What you need to know about Idaho abortion laws

Doctors in Sandpoint and across the state are facing an impossible situation

By Drs. Amelia and Vince Huntsberger
Reader Contributors

The Idaho Legislature has enacted some of the strictest abortion laws in the country. The “total abortion ban” went into effect on Aug. 25, 2022 and bans all abortions. There are no exceptions. None. No exception for the life of the mother. No exception for rape or incest. No exception for a pregnancy complicated by a lethal fetal diagnosis. 

The ban does allow a doctor to bring an affirmative defense in court. The affirmative defense can be that the doctor acted to save the life of the mom or that the pregnancy was the result of an incident of rape or incest that was reported to the police, and the doctor was given a copy of the police report. Legally, this is extremely different from an exception. An affirmative defense means the doctor faces a felony charge in court and has to provide convincing evidence that will negate criminal liability.

In other words, the burden of proof is on the doctor to prove their innocence.

There is another law in effect that allows family members to sue a doctor who provides an abortion after a fetal heartbeat is present. This law incentivizes vigilante legal threats for any pregnancy terminated after a heartbeat is present. 

Consider a clinical situation that occurs not uncommonly at our local hospital: a woman with a ruptured ectopic pregnancy with a heartbeat presents to the ER for care. She may initially appear stable with normal vital signs, and yet may have more than a liter of blood in her abdomen with ongoing active bleeding found at the time of surgery. 

According to the Idaho Legislature, treating the ectopic pregnancy is an abortion. That abortion also saves her life. If all of her family members don’t understand the life threatening situation she faced, each of them could choose to sue the doctor for a minimum of $20,000. 

To be clear: An ectopic pregnancy implants outside the uterus, most commonly in the fallopian tube, and represents a potentially life threatening diagnosis that will not result in a living baby. It is the leading cause of death of pregnant women in the first trimester.

Maybe you think, like many, that abortion should be restricted to some degree. Please understand the language of the laws in Idaho. The law defines abortion as “the use of any means to intentionally terminate the clinically diagnosable pregnancy of a woman with knowledge that the termination by those means will, with reasonable likelihood, cause the death of the unborn child.” 

That definition is much more broad than the definition that most people would assume. That definition includes clinical situations that most would not consider abortion. That definition could include miscarriage, ectopic pregnancy, molar pregnancy or a pregnancy complicated by a fetus with a diagnosis that will be fatal after birth, just to name a few examples. That definition means that doctors like us could face potential felony charges, suspension and/or loss of our medical license, and spend a minimum of two years in jail for providing treatment of miscarriage or ectopic pregnancy. 

None of those clinical situations have anything to do with a mother’s intention or choice, but will affect a mother’s ability to get high-quality, evidence-based, potentially life-saving care in Idaho. Can you imagine the government forcing a woman to continue a pregnancy with a grim prognosis that threatens her future fertility and her very life? That’s what is happening now in Idaho.

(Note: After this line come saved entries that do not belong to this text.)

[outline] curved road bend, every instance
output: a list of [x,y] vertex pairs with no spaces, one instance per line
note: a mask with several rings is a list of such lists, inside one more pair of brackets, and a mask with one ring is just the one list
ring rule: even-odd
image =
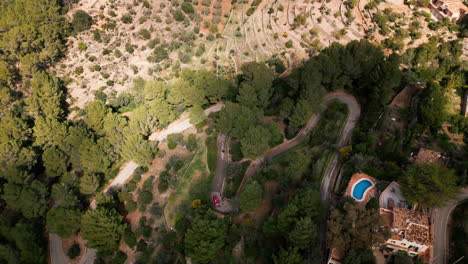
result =
[[[346,124],[343,127],[341,137],[338,140],[337,146],[341,147],[344,144],[346,144],[351,137],[351,132],[353,131],[353,128],[356,125],[359,116],[361,115],[361,108],[356,98],[354,98],[354,96],[348,93],[328,93],[325,96],[324,101],[320,105],[321,111],[314,113],[307,122],[307,124],[304,126],[304,128],[302,128],[301,131],[299,131],[299,133],[294,138],[270,149],[264,156],[256,159],[250,164],[250,166],[247,168],[244,178],[242,179],[241,184],[239,185],[239,188],[237,189],[236,197],[240,196],[246,182],[249,180],[250,177],[252,177],[258,172],[258,170],[265,164],[265,162],[299,145],[302,142],[302,139],[308,136],[310,132],[317,126],[317,123],[321,118],[321,112],[325,110],[333,100],[338,100],[341,103],[344,103],[348,106],[348,119],[346,120]],[[331,188],[330,183],[333,182],[334,178],[336,177],[336,172],[338,170],[339,165],[338,157],[339,156],[337,151],[334,154],[333,159],[327,168],[324,178],[322,179],[321,196],[322,200],[324,201],[328,198],[328,194],[330,191],[329,189]]]
[[447,225],[450,214],[464,200],[468,199],[468,189],[464,189],[457,200],[450,200],[442,208],[436,208],[432,211],[432,219],[434,219],[434,256],[432,264],[448,263],[449,250],[449,232]]
[[[209,115],[214,112],[218,112],[223,109],[224,103],[219,102],[207,109],[205,109],[205,115]],[[173,133],[180,133],[189,128],[191,128],[193,124],[190,123],[190,118],[187,116],[183,116],[171,124],[169,124],[165,129],[156,131],[149,136],[150,141],[162,141],[164,140],[169,134]],[[107,192],[112,187],[119,187],[125,184],[130,177],[135,172],[136,168],[138,168],[138,164],[134,161],[129,161],[125,163],[121,168],[117,176],[111,181],[111,183],[104,188],[104,192]],[[94,201],[90,204],[90,208],[95,208]],[[49,251],[50,251],[50,261],[52,264],[66,264],[67,257],[63,252],[62,248],[62,239],[59,236],[49,233]],[[86,248],[85,255],[81,258],[78,264],[92,264],[96,257],[96,250],[92,248]]]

As you may know, termination of pregnancy without a medical indication has not been available in Sandpoint — or in most of Idaho — for more than a decade. Yet, with these laws in place, we worry about how to practice medicine that safely treats patients while avoiding legal prosecution. 

Legislators in Idaho have codified a broad definition of abortion, encompassing care that most would not think applied. Doctors in Sandpoint and across the state are facing an impossible situation. One of the frightening aspects of the laws in Idaho is the ambiguity. When can a doctor intervene with evidence-based medical treatment without facing legal action? Does a patient have to be at the brink of death? Who decides what level of risk to a pregnant patient’s health and life is enough? 

One of the impacts of these extreme bans is the delay in care that results from doctors navigating what the conflicting laws allow. Meanwhile, a patient is experiencing a medical emergency. In addition to facing felony charges, doctors in Idaho will be forced by the state government to ignore their medical training and defer care until it is necessary to prevent the death of the patient. 

Withholding evidence-based treatment options until a patient deteriorates and death is imminent is cruel, inhumane and it is bad medicine. Patients may experience serious complications, have negative impact on future fertility, require additional hospital resources including blood transfusion and some patients may die as a result of delays in care. 

Promoting health is the mission of our work in medicine. We cannot stand by while our patients and our health care teams face the criminalization of evidence-based, life-saving reproductive health care. This assault on the patient-doctor relationship must be stopped. Do you want the government making your medical decisions? We must block government interference in health care. These laws give the government power over your privacy and your personal medical decisions. Don’t let politicians take away your freedoms. 

With all of this at play in Idaho, voting becomes essential. Vote as if the lives of the women you care about depend on it. They do.

Amelia Huntsberger, M.D., is an obstetrician/gynecologist with Sandpoint Women’s Health and Vince Huntsberger, M.D., is an emergency medicine expert at Lake Pend Oreille Emergency Medicine.